Nous allons, à travers cet ouvrage, faire un rappel historique rapide des relations entre la France et ses anciennes colonies d'Afrique, montrer la situation de néocolonialisme dans laquelle la France veut replonger la Côte-d'Ivoire comme d'ailleurs la plupart de ses anciennes colonies du continent. Aussi, paraît-il important, tout en nous inscrivant dans cette logique absurde et insensée de la France, en ce 21° siècle, de tenter de comprendre et d'analyser dans quelle mesure le Gouverneur *que la France vient d'imposer à la Côte-d'Ivoire va entreprendre sa mission, dans quelles conditions et surtout avec qui, dans un contexte où l'ingérence française est plus que jamais dénoncée par la population et particulièrement les jeunes qui ne se reconnaissent en aucun cas dans ce qu'ils considèrent comme une véritable imposture. Nous ne saurons terminer notre analyse sans nous interroger sur l'avenir des relations entre la France et la Côte-d'Ivoire, et de manière générale entre la France et ses anciennes colonies d'Afrique. Pour être complet dans notre analyse mais surtout pour être cohérent et juste envers nous-mêmes, s'il convient d'admettre la responsabilité des grandes puissances économiques dans l'état de sous-développement dans lequel tous les pays africains sont plongés, force est aussi de reconnaître notre propre part de responsabilité dans la situation de sous développement et de pauvreté de nos pays, notamment la Côte-d'Ivoire.

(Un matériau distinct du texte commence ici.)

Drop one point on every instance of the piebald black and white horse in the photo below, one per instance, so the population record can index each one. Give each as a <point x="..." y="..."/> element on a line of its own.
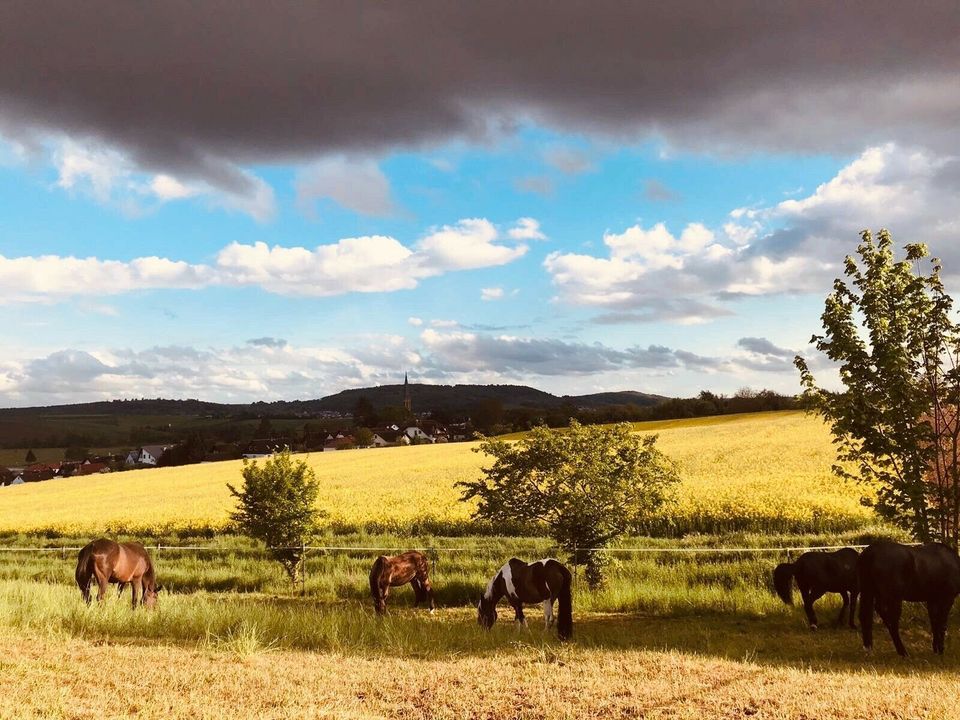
<point x="543" y="581"/>
<point x="891" y="573"/>
<point x="816" y="574"/>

Autrement dit, en Côte-d'Ivoire, par exemple, le constat est que l'Etat de droit fait cruellement défaut et que l'impunité est récurrente, deux éléments fondamentaux nécessaires à un pays pour accéder au développement et réduire considérablement la pauvreté et l'injustice sociale.
*Nous voulons ici qualifier ainsi M. Dramane OUATTARA, pour être dans notre logique selon laquelle le Président démocratiquement et légalement élu en Côte d'Ivoire est sans aucun doute M. Laurent GBAGBO, jusqu'à preuve légale du contraire.